Biggest thing, stick with what you know. Who do you get boats from? Do you send people to them? Do you benefit them in some way? If so, talk to them & see if they can help you out. If not... what makes you think that you deserve sponsorship??? 
If you remember it's about selling a product/ promoting a brand, not just showing how great you are, you'll go a lot farther. Lots of people are good, but how many understand that a relationship between mfg/rep/shop & sponsored individual needs to be mutually beneficial?
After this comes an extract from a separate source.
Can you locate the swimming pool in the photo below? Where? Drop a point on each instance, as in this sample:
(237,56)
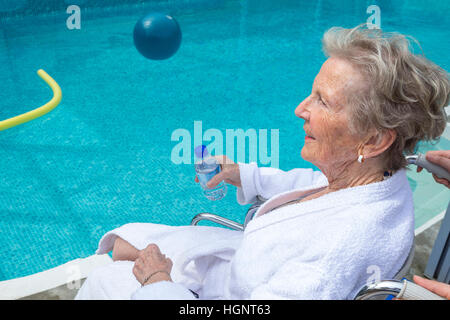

Just something to think about! I've never been the greatest at anything I've done, but I've been pretty lucky & have gone out of my way to make sure that companies knew that I was there to help them also!


Good luck man, hope you find a relationship that works for you!


----------



## Mmcquillen (Jul 14, 2009)

Waterwindpowderrock said:


> I was pretty ausm. Not gonna lie to you, I was about as good as it gets.
> 
> I've been sponsored in 4 sports and helped out in a few others, and honestly I feel that the best way to get to that point is to be out there & visible working hard, then create a relationship with people in the industry. If you're good enough to get to that point, you'll end up meeting some of those people anyhow.
> 
> ...


Specifically how good were you? Were you dropping 60 footers and throwing pan ams on huge waves?


----------



## Waterwindpowderrock (Oct 11, 2003)

Never been that great a playboater, but I was ok. I pushed relatively hard at creeking my 2nd to 4th years of boating & was running relatively hard stuff.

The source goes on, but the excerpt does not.